Since we use Guzzle as our Data Engineering Workbench for movement and transformation we must ensure it is set up and configured properly. Guzzle supports both on-premise and cloud deployment.
Ensure that the file is saved in an available Source Location. This is essential as the Data will be ingested from REST api’s.
Ensure that the Target Location is available in order to prevent any errors after the Data has been Transformed and Validated.
Guzzle should be configured to support Azure Databricks and MYSQL. This is essential as we will be using a MySQL table in this tutorial. It will also help in exploiting all of Guzzle’s Features.
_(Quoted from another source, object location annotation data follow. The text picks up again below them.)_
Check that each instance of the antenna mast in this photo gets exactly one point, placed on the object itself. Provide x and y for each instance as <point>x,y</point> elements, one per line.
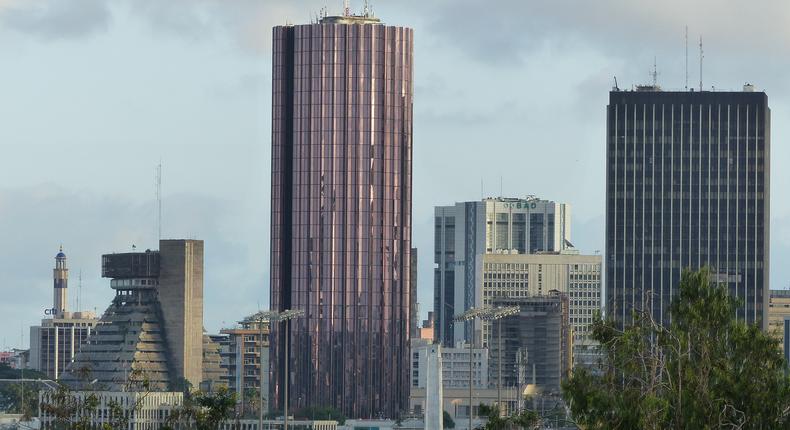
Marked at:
<point>687,57</point>
<point>701,56</point>
<point>159,199</point>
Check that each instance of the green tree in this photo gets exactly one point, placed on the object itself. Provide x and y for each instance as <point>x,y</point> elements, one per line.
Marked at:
<point>704,370</point>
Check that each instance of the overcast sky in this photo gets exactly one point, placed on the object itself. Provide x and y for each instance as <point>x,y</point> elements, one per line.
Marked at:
<point>93,94</point>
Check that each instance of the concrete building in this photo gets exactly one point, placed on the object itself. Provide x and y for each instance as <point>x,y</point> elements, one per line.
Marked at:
<point>455,401</point>
<point>426,331</point>
<point>151,410</point>
<point>778,310</point>
<point>158,297</point>
<point>54,343</point>
<point>248,360</point>
<point>342,213</point>
<point>455,365</point>
<point>687,186</point>
<point>526,275</point>
<point>538,346</point>
<point>467,230</point>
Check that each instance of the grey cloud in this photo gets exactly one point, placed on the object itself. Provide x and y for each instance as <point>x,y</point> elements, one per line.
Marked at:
<point>54,19</point>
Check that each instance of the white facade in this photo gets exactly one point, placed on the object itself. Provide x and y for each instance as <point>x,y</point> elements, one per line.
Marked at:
<point>467,230</point>
<point>454,365</point>
<point>516,276</point>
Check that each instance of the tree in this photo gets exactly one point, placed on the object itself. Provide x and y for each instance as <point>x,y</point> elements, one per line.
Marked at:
<point>447,420</point>
<point>705,369</point>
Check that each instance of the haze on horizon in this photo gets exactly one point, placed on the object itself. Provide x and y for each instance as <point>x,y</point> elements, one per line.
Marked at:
<point>96,93</point>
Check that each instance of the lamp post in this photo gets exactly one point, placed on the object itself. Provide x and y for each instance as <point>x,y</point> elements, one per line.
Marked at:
<point>493,314</point>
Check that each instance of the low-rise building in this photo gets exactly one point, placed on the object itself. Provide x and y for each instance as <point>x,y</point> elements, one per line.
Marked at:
<point>778,309</point>
<point>512,275</point>
<point>146,410</point>
<point>246,354</point>
<point>538,346</point>
<point>55,343</point>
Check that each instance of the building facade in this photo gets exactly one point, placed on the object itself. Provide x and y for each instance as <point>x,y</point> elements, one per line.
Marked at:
<point>526,275</point>
<point>538,346</point>
<point>341,213</point>
<point>778,310</point>
<point>147,411</point>
<point>687,186</point>
<point>55,343</point>
<point>248,360</point>
<point>467,230</point>
<point>455,365</point>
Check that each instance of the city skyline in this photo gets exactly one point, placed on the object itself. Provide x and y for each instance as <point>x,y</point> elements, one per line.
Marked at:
<point>58,172</point>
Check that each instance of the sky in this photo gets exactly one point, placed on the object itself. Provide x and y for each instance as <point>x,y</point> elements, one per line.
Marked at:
<point>510,94</point>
The first step in the Ingestion Process would be to deal with the Source Section of Guzzle. Guzzle’s Source Section provides many features including specifying the file names, location of the file and the file format.
In the Datastore option choose the Dataset you would like Guzzle to work on. Ensure that the Dataset is there in REST api before choosing it and select the datastore REST.
Give HTTP method requests like GET or POST and also give uri of api from where to fetch data.
If there are any request parameters or request headers, users can expand Configure Request Parameters and Configure Request Headers.
Under the Response Format choose the required File Type. Guzzle provides options from the delimited which is a fixed length system to multi-structured systems XML, JSON.
Guzzle also provides a feature to Sample your Data. This option can be seen in the top right corner of the Interface.
As seen above we have chosen the JSON Format with the json file pattern. The option to Preview Data can also be seen in the Top Right Corner.
After previewing the data can be seen.
We now have to load the Source Dataset to a Target Dataset or Table. Guzzle provides many different Datastores from Local Files, Delta Tables and MySQL. It allows configuring a Target Partition Scheme.
In the Datastore option choose the Target you would like to configure the Source Dataset to according to your requirement. Here we choose the MySQL table as we are ingesting Data into a MySQL Table.
We can now give any name to the Target in the Table Section. We can again Sample the Data through the Sample Data or Preview Data option given in the top right corner.
Here we have chosen a MySQL or JDBC table as our Datastore and assigned the name posts to our Table.